No New COVID-19 Variants Coming From China in Latest Wave


Chinese investigators said genome analysis suggests 2 existing Omicron sub-variants, BA52 and BF7, were among the most dominant variants in Beijing.

During its most severe COVID-19 resurgence in recent months, Beijing, China did not see a new COVID-19 mutation emerge. In fact, 2 existing Omicron subvariants, BA52 and BF7, accounted for more than 90% of local infections between November 14 and December 20 2022.

The results were published in The Lancet.

“Our analysis suggests two known Omicron sub-variants—rather than any new variants—have chiefly been responsible for the current surge in Beijing, and likely China as a whole,” lead author professor George Gao, of the Institute of Microbiology at the Chinese Academy of Sciences, said.

This is important as the genome analysis of 413 new COVID-19 infections in Beijing was included in the time period when China lifted its most strict pandemic control policies suggests all were caused by existing strains. The country instituted a zero-Covid strategy last year to prevent the spread of the viruse and its been reported the strategy was lifted on December 7.

The investigators generated genome sequences using rapid, large-scale sequencing technology, and their evolutionary history and population dynamics analyzed using existing high quality COVID-19 sequences.

From a total of 2881 high quality sequences included in the study, 413 new samples were randomly selected and sequenced between November 14—when infections began to increase sharply—and December 20. Of these, 350 were local cases and 63 were imported. Imported cases came from 63 countries and regions. Analysis of the 413 new sequences revealed they all belong to existing, known COVID-19 strains. The dominant strain in Beijing after November 14 2022 was BF7, which accounted for 75.7% of local infections. Another Omicron sub-variant, BA52, was responsible for 16.3% of local cases.

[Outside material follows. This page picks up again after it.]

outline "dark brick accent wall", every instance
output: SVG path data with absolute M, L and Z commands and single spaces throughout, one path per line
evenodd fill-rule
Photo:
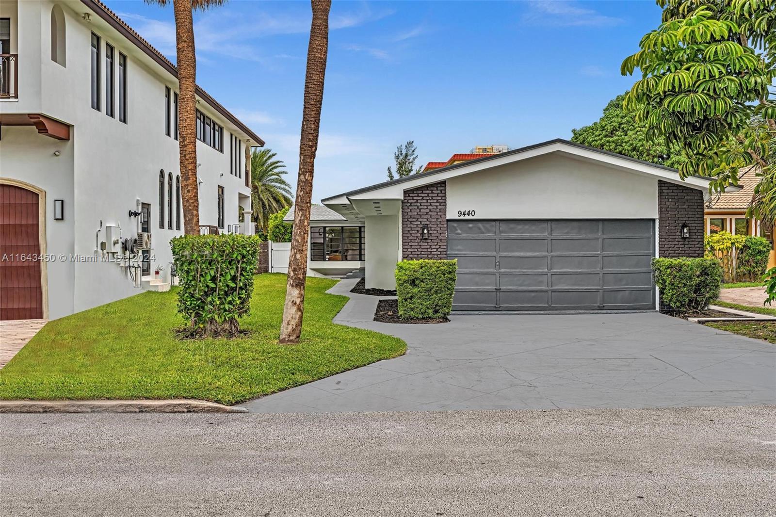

The investigators said that although this genome information includes only data in Beijing in November and December, they say the data is representative of the country as a whole. The number of laboratory-confirmed COVID-19 cases in December 2022 was unavailable because mandatory large-scale testing ended, suggesting the true number of infections is underestimated, leading to a degree of sampling bias in the dataset. More sampling is required to study the transmissibility and pathogenicity of Omicron sub-variants. The evolutionary rate of the virus was assumed to be constant during the initial stage of the outbreak, though it is possible this could vary depending on the variant.

“With ongoing large-scale circulation of COVID-19 in China, it is important we continue to monitor the situation closely so that any new variants that might emerge are found as early as possible,” Gao stated.